Creates a time-window node with optional configuration to the pipeline. This node places each member element from the input list along a timeline according to the time point in the element's timestamp column. It then creates a window of the specified size every second, applies the function to the elements in the current window, and appends the result of the function to the output list.

time_window(input_schema, output_schema, timestamp_col, size, step, fn, config=None)

Parameters

  • input_schema - str or tuple[str]

    • A column name or all column names of the input list

    • Each column name in the schema should be a string, containing alphanumerical characters and underscores.

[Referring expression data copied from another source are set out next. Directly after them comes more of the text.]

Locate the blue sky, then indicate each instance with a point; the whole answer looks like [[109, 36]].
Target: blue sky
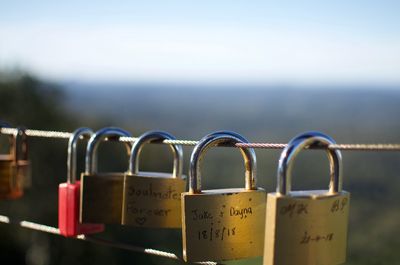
[[290, 42]]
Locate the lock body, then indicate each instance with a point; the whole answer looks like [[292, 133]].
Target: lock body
[[101, 198], [14, 177], [306, 228], [68, 212], [152, 199], [223, 224]]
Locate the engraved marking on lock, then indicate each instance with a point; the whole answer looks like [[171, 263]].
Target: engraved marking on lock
[[149, 204], [339, 205], [169, 194], [242, 212], [294, 208], [317, 238], [216, 234]]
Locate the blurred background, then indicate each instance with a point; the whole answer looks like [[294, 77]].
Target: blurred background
[[268, 70]]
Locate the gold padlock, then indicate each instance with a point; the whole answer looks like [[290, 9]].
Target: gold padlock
[[307, 227], [15, 171], [153, 199], [222, 224], [101, 193]]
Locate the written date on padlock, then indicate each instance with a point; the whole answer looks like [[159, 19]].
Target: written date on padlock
[[220, 222]]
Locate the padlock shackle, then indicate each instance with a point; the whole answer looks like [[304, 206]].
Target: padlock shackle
[[72, 153], [151, 137], [216, 139], [20, 145], [11, 140], [303, 141], [93, 144]]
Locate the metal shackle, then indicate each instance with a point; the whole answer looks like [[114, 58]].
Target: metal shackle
[[235, 134], [156, 136], [4, 124], [71, 159], [20, 145], [300, 142], [93, 144], [216, 139]]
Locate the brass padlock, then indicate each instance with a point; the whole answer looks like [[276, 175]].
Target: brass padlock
[[101, 193], [153, 199], [307, 227], [15, 171], [222, 224]]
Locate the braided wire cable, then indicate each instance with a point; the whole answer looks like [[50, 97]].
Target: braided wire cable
[[55, 231], [344, 147]]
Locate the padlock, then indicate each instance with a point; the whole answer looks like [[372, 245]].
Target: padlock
[[15, 171], [307, 227], [69, 195], [101, 193], [222, 224], [153, 199]]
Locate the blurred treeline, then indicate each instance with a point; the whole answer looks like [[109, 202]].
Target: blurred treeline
[[353, 116]]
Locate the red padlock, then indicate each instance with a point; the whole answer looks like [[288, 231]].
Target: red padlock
[[69, 195]]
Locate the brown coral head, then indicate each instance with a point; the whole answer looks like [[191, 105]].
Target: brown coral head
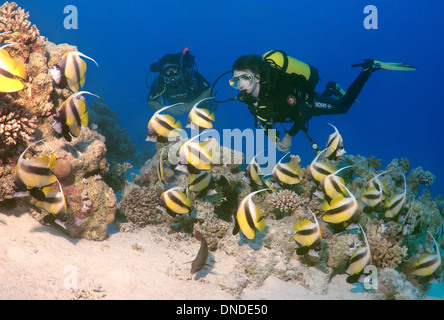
[[63, 168]]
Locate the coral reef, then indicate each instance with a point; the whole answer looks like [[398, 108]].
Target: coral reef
[[25, 116]]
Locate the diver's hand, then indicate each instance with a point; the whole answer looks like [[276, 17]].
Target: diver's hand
[[285, 144]]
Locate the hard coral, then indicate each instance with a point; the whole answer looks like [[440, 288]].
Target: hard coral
[[139, 205], [15, 124], [387, 251], [284, 200]]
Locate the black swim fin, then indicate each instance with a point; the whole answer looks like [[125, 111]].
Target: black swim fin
[[376, 65]]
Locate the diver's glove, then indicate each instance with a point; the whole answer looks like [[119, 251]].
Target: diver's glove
[[245, 97], [285, 144]]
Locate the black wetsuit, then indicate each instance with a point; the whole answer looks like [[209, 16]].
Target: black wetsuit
[[183, 91], [293, 101]]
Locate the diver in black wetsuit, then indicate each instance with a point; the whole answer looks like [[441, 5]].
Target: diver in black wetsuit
[[273, 95], [178, 81]]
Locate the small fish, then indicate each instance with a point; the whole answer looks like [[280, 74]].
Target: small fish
[[11, 72], [70, 70], [286, 174], [395, 203], [159, 168], [54, 201], [200, 182], [407, 223], [359, 260], [72, 115], [200, 118], [175, 201], [428, 263], [161, 127], [249, 216], [308, 234], [202, 255], [195, 157], [319, 170], [335, 145], [254, 171], [34, 172], [334, 185], [341, 209], [373, 194]]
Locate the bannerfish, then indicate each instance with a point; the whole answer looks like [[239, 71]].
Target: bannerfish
[[319, 170], [373, 194], [428, 263], [407, 223], [161, 127], [200, 118], [195, 156], [159, 168], [254, 171], [360, 258], [11, 72], [70, 70], [249, 216], [335, 145], [175, 201], [395, 203], [54, 201], [72, 115], [34, 172], [286, 174], [334, 185], [341, 209], [202, 255], [308, 234]]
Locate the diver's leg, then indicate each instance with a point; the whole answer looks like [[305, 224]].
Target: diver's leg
[[328, 105]]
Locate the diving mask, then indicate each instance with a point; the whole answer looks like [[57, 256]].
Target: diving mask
[[243, 81]]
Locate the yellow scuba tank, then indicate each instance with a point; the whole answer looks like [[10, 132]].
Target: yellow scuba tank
[[291, 65]]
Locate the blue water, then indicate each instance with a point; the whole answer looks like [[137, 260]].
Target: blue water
[[400, 114]]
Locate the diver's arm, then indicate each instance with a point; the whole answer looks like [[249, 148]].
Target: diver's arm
[[186, 106], [155, 105]]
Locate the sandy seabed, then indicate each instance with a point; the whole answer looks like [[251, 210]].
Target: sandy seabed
[[40, 262]]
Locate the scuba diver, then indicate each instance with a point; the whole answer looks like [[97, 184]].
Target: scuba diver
[[178, 81], [278, 89]]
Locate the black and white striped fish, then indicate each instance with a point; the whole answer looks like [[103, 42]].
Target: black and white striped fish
[[254, 171], [360, 258], [200, 118], [162, 127], [319, 170], [72, 115], [395, 203], [70, 70], [335, 145], [249, 216], [308, 234], [334, 185], [286, 174], [341, 209], [34, 172], [428, 263]]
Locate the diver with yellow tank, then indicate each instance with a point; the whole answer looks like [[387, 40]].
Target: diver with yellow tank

  • output_schema - str or tuple[str]

    • A column name or all column names of the output list

    • Each column name in the schema should be a string, containing alphanumerical characters and underscores.

  • timestamp_col - str

    • Name of the timestamp column, indicating the position of the current element in the timeline.
  • size - int

    • Size of the window to be created within each iteration.
  • step - int

    • Step size of the iteration over the input list.
  • fn - Operator, lambda, or callable

    • A function with the items in the current timed window as the input.

    • It can be an operator from Towhee Hub, a lambda, or a callable function.

  • config - dict or None

    • Optional configuration for the current node.

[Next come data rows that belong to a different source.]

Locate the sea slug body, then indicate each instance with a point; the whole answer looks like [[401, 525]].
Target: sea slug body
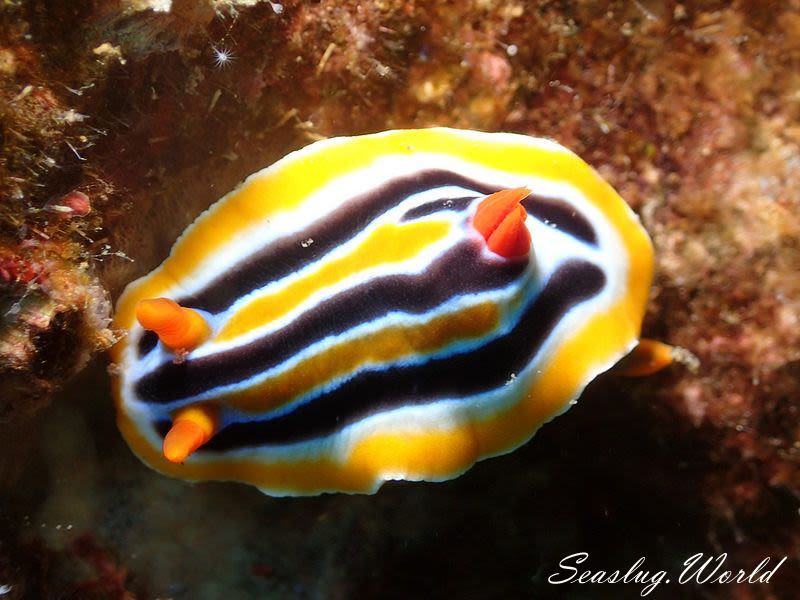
[[390, 306]]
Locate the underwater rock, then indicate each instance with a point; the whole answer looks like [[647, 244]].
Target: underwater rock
[[689, 109]]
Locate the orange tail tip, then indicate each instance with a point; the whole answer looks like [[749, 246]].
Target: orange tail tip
[[178, 328], [191, 428], [500, 219], [649, 357]]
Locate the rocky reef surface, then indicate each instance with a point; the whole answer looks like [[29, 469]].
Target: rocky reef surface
[[121, 121]]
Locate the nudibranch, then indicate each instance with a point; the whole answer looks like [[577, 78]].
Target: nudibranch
[[389, 306]]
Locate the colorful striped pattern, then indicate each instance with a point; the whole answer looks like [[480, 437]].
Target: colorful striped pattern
[[362, 331]]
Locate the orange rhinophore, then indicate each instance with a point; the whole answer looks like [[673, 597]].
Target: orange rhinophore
[[191, 428], [500, 219], [178, 328]]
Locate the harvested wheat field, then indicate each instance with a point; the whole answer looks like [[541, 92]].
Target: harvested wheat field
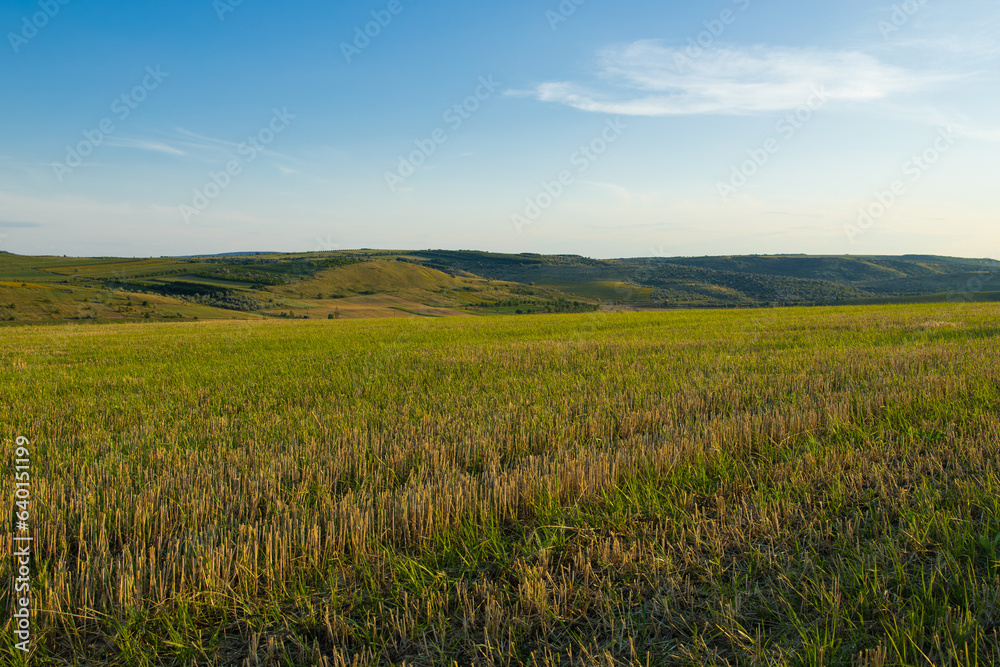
[[814, 486]]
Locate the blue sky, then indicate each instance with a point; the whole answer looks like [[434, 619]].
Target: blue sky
[[632, 128]]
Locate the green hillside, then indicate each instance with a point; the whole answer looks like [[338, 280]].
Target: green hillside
[[400, 283]]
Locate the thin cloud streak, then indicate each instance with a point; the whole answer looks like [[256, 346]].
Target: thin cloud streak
[[648, 79]]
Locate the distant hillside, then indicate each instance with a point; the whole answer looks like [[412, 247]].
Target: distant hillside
[[430, 283]]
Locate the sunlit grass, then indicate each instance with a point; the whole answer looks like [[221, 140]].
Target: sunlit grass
[[771, 487]]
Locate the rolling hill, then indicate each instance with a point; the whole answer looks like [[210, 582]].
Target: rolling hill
[[433, 283]]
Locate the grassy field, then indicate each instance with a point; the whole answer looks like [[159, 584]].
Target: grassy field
[[813, 486]]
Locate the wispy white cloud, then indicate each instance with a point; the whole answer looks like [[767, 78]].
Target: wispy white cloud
[[646, 78], [142, 144]]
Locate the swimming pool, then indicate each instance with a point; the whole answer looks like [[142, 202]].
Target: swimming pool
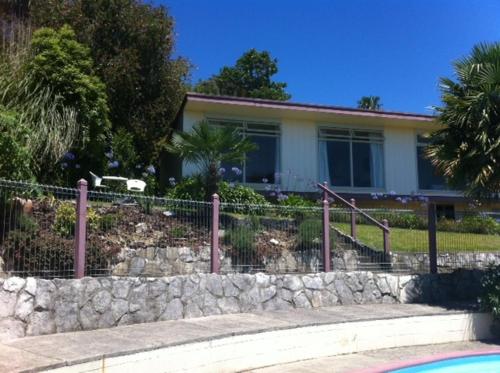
[[479, 363]]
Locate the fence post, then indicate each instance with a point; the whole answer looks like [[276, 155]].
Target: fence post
[[326, 236], [214, 247], [387, 240], [432, 222], [80, 229], [353, 220]]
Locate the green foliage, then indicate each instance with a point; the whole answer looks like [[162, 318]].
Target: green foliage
[[242, 240], [250, 77], [132, 44], [490, 297], [15, 162], [208, 147], [60, 62], [370, 103], [310, 234], [467, 150], [65, 219]]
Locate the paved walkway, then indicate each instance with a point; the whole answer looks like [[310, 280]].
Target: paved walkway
[[56, 350], [352, 362]]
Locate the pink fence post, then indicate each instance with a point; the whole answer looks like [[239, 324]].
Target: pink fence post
[[80, 229], [326, 236], [353, 220], [387, 239], [214, 247]]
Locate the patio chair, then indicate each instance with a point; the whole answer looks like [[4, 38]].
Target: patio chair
[[134, 185], [96, 181]]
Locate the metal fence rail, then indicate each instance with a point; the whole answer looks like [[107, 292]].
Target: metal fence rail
[[48, 231]]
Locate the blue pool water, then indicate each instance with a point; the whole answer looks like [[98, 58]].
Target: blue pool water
[[476, 364]]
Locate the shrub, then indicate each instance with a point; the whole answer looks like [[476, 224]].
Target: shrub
[[242, 240], [65, 219], [310, 234], [490, 295]]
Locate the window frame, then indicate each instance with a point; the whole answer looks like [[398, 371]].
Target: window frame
[[243, 124], [352, 138]]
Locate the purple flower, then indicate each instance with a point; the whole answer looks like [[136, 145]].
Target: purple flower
[[236, 170], [114, 164], [69, 156]]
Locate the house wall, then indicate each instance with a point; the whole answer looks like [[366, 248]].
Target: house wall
[[299, 150]]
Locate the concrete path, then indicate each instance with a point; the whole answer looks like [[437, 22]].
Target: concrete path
[[59, 350], [352, 362]]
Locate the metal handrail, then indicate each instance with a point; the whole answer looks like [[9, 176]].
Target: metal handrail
[[345, 202]]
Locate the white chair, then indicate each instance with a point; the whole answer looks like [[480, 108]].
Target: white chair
[[134, 185], [96, 181]]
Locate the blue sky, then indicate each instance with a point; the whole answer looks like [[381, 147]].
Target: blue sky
[[334, 52]]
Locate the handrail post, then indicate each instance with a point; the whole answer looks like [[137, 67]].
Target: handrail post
[[431, 225], [80, 229], [353, 220], [214, 246], [326, 236], [387, 239]]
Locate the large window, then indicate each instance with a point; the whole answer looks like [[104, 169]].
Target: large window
[[428, 178], [261, 165], [351, 158]]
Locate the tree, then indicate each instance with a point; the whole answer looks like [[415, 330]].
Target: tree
[[250, 77], [370, 103], [467, 150], [131, 43], [207, 147], [60, 63]]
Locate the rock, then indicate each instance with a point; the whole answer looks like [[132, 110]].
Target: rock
[[41, 323], [120, 288], [30, 287], [14, 284], [11, 329], [292, 282], [7, 303], [228, 305], [24, 306], [173, 311], [101, 301], [119, 307], [214, 284], [311, 282]]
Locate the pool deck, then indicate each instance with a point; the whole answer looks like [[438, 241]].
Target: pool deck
[[66, 350]]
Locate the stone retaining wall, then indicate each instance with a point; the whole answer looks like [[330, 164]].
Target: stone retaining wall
[[34, 306]]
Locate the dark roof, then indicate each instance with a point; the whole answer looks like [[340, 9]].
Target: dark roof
[[301, 106]]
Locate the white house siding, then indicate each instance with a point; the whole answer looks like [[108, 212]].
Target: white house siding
[[400, 160]]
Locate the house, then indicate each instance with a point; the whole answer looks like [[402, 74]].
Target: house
[[362, 154]]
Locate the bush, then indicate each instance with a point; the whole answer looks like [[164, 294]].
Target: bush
[[490, 295], [242, 240], [310, 233], [65, 219]]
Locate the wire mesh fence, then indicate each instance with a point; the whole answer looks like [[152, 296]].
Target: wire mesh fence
[[270, 238], [36, 229]]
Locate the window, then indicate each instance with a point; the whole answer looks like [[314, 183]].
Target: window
[[428, 178], [351, 158], [261, 164]]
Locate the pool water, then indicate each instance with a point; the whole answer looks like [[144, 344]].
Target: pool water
[[477, 364]]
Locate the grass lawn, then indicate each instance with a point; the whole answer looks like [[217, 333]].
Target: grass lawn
[[413, 240]]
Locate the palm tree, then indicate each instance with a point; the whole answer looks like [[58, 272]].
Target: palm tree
[[370, 103], [467, 150], [208, 147]]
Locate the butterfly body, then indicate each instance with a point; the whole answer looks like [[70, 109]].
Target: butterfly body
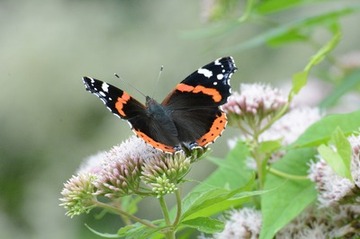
[[189, 116]]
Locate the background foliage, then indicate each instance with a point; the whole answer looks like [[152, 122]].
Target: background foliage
[[49, 123]]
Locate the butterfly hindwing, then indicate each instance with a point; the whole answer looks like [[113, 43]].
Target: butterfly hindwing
[[195, 102], [189, 115]]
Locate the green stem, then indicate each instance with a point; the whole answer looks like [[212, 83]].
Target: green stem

    • It defaults to None and can be a dictionary containing the configuration items. See AutoConfig API for details.

Returns

A not-callable Pipeline object with this time-window node appended

Example

from towhee import pipe
p = (pipe.input('d')
.flat_map('d', ('n1', 'n2', 't'), lambda x: ((a, b, c) for a, b, c in x))
.time_window(('n1', 'n2'), ('s1', 's2'), 't', 3, 3, lambda x, y: (sum(x), sum(y)))
.output('s1', 's2'))
data = [(i, i+1, i * 1000) for i in range(11) if i < 3 or i > 7] # [(0, 1, 0), (1, 2, 1000), (2, 3, 2000), (8, 9, 8000), (9, 10, 9000), (10, 11, 10000)]
res = p(data)
res.to_list() # return [[3, 6], [8, 9], [19, 21]]